Re: BTRFS hangs - possibly NFS related?

2014-04-03 Thread Duncan
kim-btrfs posted on Tue, 01 Apr 2014 13:56:06 +0100 as excerpted:

 Apologies if this is known, but I've been lurking a while on the list
 and not seen anything similar - and I'm running out of ideas on what to
 do next to debug it.
 
 Small HP microserver box, running Debian, EXT4 system disk plus 4 disk
 BTRFS array shared over NFS (nfs-kernel-server) and SMB - the disks
 recently moved from a different box where they've been running
 faultlessly for months, although that didn't use NFS.

First off I have absolutely zero experience with NFS or SMB, so if it has 
anything at all to do with that, I'd be clueless.  That said, I do know a 
few other things to look at, and some idea of how to look at them.  The 
below is what I'd be looking at were it me.

 Under reasonable combined NFS and SMB load with only a couple of
 clients, the shares lock up, load average on server and clients goes
 high and stays high (10-12) and stays there. Apparently not actually
 CPU and there's little if any disk activity on the server.
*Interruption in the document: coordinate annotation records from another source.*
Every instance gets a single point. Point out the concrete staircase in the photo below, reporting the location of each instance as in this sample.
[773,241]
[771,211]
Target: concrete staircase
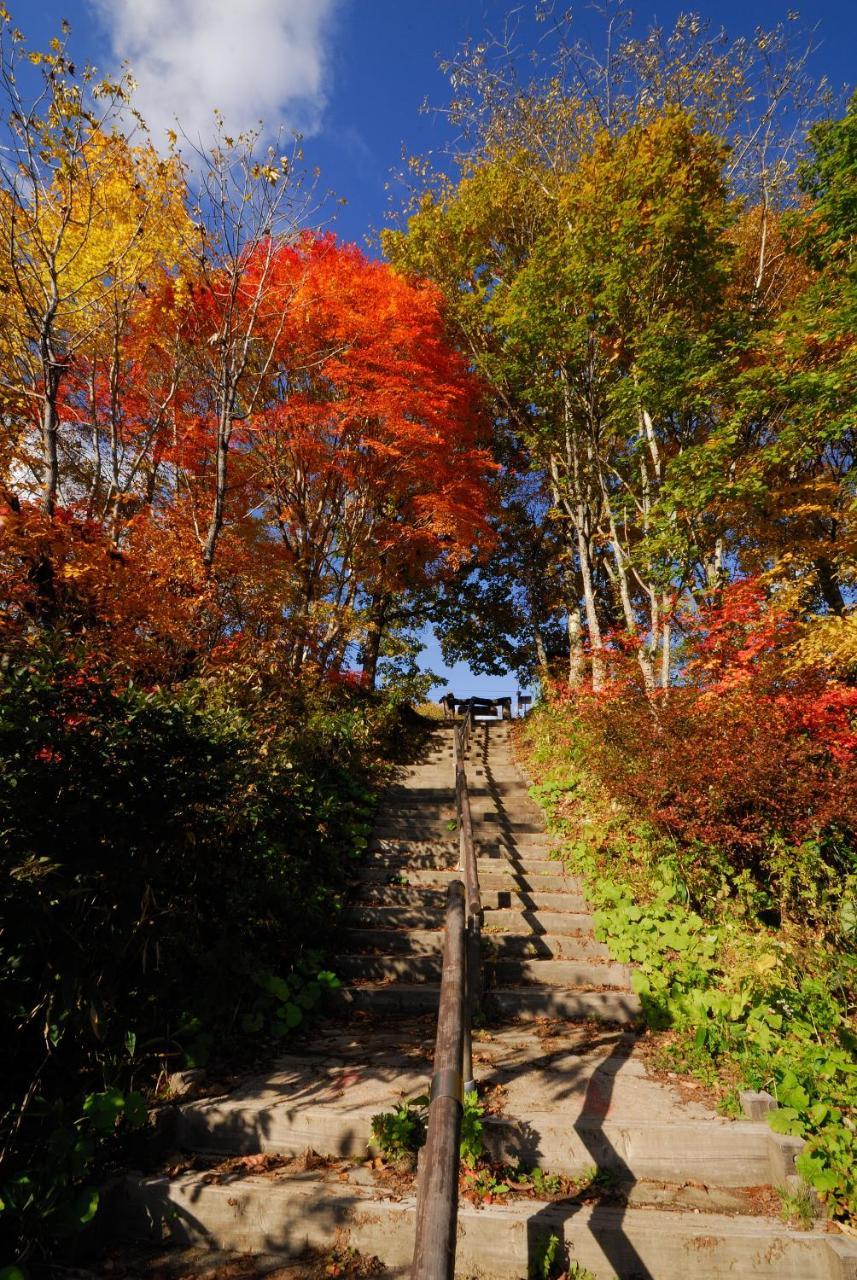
[681,1188]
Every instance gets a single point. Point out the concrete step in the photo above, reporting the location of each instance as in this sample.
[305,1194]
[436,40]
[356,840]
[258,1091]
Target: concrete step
[572,1100]
[546,946]
[432,894]
[412,942]
[406,1000]
[499,1242]
[416,910]
[498,877]
[489,863]
[522,946]
[522,846]
[447,792]
[418,828]
[566,974]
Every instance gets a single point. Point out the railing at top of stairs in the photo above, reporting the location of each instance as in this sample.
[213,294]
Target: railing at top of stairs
[434,1255]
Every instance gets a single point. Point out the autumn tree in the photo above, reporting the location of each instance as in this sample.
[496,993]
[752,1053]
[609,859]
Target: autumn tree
[73,231]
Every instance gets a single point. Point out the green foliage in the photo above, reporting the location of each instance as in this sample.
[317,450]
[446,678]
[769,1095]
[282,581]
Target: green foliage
[549,1258]
[472,1143]
[400,1132]
[797,1205]
[170,862]
[403,1129]
[745,1004]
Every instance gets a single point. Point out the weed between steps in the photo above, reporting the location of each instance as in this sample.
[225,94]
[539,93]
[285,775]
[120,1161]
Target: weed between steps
[734,1001]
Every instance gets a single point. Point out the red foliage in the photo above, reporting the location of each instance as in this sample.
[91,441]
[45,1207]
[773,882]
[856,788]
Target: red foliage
[745,752]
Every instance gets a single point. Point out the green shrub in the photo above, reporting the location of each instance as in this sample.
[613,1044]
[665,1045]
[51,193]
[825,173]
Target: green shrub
[172,868]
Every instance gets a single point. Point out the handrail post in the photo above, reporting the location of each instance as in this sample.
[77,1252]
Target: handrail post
[434,1253]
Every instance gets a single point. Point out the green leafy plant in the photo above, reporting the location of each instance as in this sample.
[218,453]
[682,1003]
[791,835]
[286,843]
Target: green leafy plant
[798,1206]
[549,1258]
[472,1127]
[400,1132]
[741,1002]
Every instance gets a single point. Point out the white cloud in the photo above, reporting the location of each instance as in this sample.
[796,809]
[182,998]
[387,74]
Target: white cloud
[251,59]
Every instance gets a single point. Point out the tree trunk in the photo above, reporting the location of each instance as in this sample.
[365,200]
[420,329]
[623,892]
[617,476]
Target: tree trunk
[375,631]
[215,524]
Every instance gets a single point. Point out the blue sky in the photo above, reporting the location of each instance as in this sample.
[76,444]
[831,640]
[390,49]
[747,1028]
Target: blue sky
[352,74]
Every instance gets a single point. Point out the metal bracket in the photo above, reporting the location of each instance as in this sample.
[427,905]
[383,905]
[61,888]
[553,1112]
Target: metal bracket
[448,1084]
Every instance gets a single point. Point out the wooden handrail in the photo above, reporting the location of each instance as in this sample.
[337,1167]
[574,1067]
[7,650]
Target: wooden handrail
[434,1252]
[434,1255]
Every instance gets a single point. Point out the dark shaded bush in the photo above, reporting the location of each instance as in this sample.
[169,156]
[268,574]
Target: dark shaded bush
[170,873]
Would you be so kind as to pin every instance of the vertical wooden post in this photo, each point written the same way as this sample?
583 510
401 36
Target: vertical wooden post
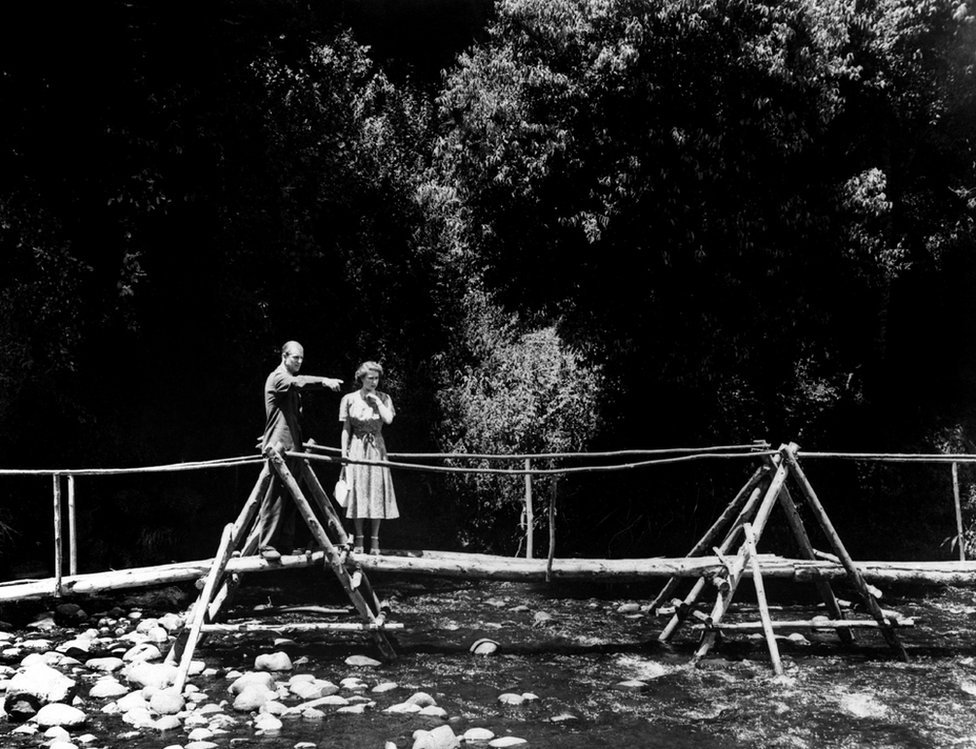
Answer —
72 528
56 482
761 600
529 512
960 533
857 580
552 525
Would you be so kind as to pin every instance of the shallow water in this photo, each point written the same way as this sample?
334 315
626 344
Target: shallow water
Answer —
570 647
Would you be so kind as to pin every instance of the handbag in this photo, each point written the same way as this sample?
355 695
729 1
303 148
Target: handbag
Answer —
342 491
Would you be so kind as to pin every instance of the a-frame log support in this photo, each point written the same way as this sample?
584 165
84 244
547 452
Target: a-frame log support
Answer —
236 540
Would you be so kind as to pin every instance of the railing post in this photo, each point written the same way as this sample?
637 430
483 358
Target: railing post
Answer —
56 481
961 536
529 511
72 528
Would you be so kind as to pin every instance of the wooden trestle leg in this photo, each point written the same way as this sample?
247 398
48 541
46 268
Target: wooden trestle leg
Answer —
681 614
706 541
806 488
750 544
239 529
806 548
737 566
336 560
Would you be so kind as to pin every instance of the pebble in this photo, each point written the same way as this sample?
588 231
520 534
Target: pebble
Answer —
362 661
267 722
278 661
420 698
58 714
633 685
506 741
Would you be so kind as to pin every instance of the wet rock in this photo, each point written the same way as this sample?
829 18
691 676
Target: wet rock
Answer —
274 708
630 685
403 708
862 705
34 687
421 699
442 737
59 714
253 698
267 722
106 665
250 678
362 661
144 651
478 734
158 675
57 732
484 646
505 741
278 661
107 688
69 615
166 702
First thing, high load, but little CPU and little I/O.  That's very 
strange, but there's a few things besides that to check to see if you can 
run down where all that load is going.

With the right tools CPU/load can be categorized into several areas, low-
priority/niced, normal, kernel, IRQ, soft-IRQ, IO-wait, steal, guest, 
altho steal and guest are VM related (steal is CPU taken by the hypervisor 
or another guest if measured from within a guest, and thus not available 
to it, quest is of course guests, when measured from the hypervisor) and 
will be zero if you're not running them, and irq and soft-irq won't show 
much either in the normal case.  And of course niced doesn't show either 
unless you're running something niced.

What I'm wondering here is if it's all going to IO-wait as I suspect... 
or something else.

If you don't have a tool that shows all that, one available tool that 
does is htop.  It's a better top, ncurses/semi-gui-based so run it in a 
terminal window or text-login VT.

Of course you can see which threads are using all that CPU-time load 
that isn't, while you're at it.

Also check out iotop, to see what processes are actually doing IO and the 
total IO speed.  Both these tools have manpages...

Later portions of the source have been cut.